Tuesday, December 17, 2013

"Little Zac would like to be an MP…would you arrange it?"

THE HEREDITARY PRINCIPLE and cronyism, which for much of its history has been despised by the Labour Party, is now bedding down well within the party's culture. The House of Lords, have always cherished the hereditary principle of course, but the principle has now been put into reverse by the politicians; and all peerages are now for life only - yet the irony is, Labour politicians now see some merit in the hereditary principle.
            
            New Labour, under its architect, Tony Blair, continued Labour's historical antipathy to all forms of heredity apart from within its natural confines of family genealogy. He attacked the Tories, and their hereditary peers, and did so with right on his side. After all the hereditary principle is a monarchical and aristocratic construct; one which has outlived its purpose (whatever that may have been regarding the ordinary citizen).
            
            Apart from, that is, it's place in any modern constitution; and that is in ours. We have a constitutional monarch whose many powers, such as they are, pose no threat. Our Queen is trusted far more by the people than are our politicians…she is certainly more knowledgeable than any of them about our post-war political history, partly because of her Tuesday meetings with 12 prime ministers from Churchill to Cameron. She has no doubt been told things during that period that would only be disclosed to a very close confidant by her prime ministers in the full knowledge that such disclosures would be kept safe.

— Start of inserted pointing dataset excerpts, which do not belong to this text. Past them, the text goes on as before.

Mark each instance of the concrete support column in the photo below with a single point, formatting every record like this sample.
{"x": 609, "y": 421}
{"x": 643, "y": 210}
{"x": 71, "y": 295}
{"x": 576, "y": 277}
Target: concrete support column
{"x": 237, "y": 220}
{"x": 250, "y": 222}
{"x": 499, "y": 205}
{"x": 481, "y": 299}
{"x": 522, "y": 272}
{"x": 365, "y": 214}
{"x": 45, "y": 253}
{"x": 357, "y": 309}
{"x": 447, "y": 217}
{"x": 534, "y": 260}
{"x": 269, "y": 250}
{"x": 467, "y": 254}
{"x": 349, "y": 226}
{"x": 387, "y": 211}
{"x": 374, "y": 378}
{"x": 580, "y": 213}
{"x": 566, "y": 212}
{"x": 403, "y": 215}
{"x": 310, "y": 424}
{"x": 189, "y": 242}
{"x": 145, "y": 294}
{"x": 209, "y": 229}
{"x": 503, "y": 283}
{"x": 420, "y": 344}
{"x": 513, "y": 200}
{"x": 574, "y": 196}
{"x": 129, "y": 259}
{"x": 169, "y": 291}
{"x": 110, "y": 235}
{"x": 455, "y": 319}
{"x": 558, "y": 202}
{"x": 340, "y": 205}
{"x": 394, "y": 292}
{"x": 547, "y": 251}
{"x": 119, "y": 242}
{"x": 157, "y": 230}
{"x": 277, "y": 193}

THIS REVIVAL OF THE hereditary principle has been left unheralded for obvious reasons and left to the media to expose; and the Guido website is doing so.
            
            The Labour Party has moved on from Tony Bair. But the Blair seed has not. Neither has the Kinnock and Straw seed. The Benn seed has already spread its roots into parliament with Hillary's presence. Now we have Jack's son, Will Straw[1], insinuating himself upon the wretched people of Rossendale and Darwen in order for them to help fire up  his political career.
            
            While in Coventry, Geoffrey Robinson's seat is up for grabs despite the patron of the New Statesman's denial. He has apparently been contacted by the Blair's on behalf of their son Euan, who wishes to pursue his father's political ambitions, at the expense of whatever is left of Geoffrey Robinson's - perhaps a peerage may tempt him?
            
             Stephen Kinnock is of course Neil's son and is married to Helle Thorning-Schmidt, the Danish PM who was photographed sandwiched between David Cameron and President Obama at Mandela's elegy. Stephen however, has his own political ambition centred upon the constituency of Aberavon. The Kinnock name still carries much kudos in Wales and he is likely to be the most successful of the hereditary appointees; and Stephen, if successful, will follow the family tradition of living off the public tit, having never worked in the private sector.

THE LABOUR PARTY is creating their own hereditary structure, by putting  family members and friends in constituency seats that would vote for a chimpanzee with a red rosette rather than a human Tory. It is in these seats, that are the most advantageous for Labour in the North, and are therefore cherished by the sons and daughters of influential Labour fathers and mothers who have retired from politics, and, in financial terms, retired generously from the political fray: but who nevertheless wish to adorn their seedlings with the power they once enjoyed and create a kind of Kennedy dynasty.
            
            Hypocrisy is a word so well used in reference to politicians, that it longer hurts when hurled at any one of them. It has become like water off a duck's back; and when they use it against each other at every opportunity, the word, like the politician, is debased.
            
            Of course the Blair's, Straw's and Kinnock's are only doing what their social democratic colleagues do throughout the rest of Europe, and we are only starting to catch up. Throughout the EU, such nepotism barely causes a Gallic shrug from among the continent's people. On the continent political preferment is part of the culture: the political class, like the old aristocratic ones that preceded them, have even adopted their lofty arrogance.
            
            The British public (and Guido) had better acclimatise themselves to this new European settlement, for it is set to continue and flower among the political class as a whole.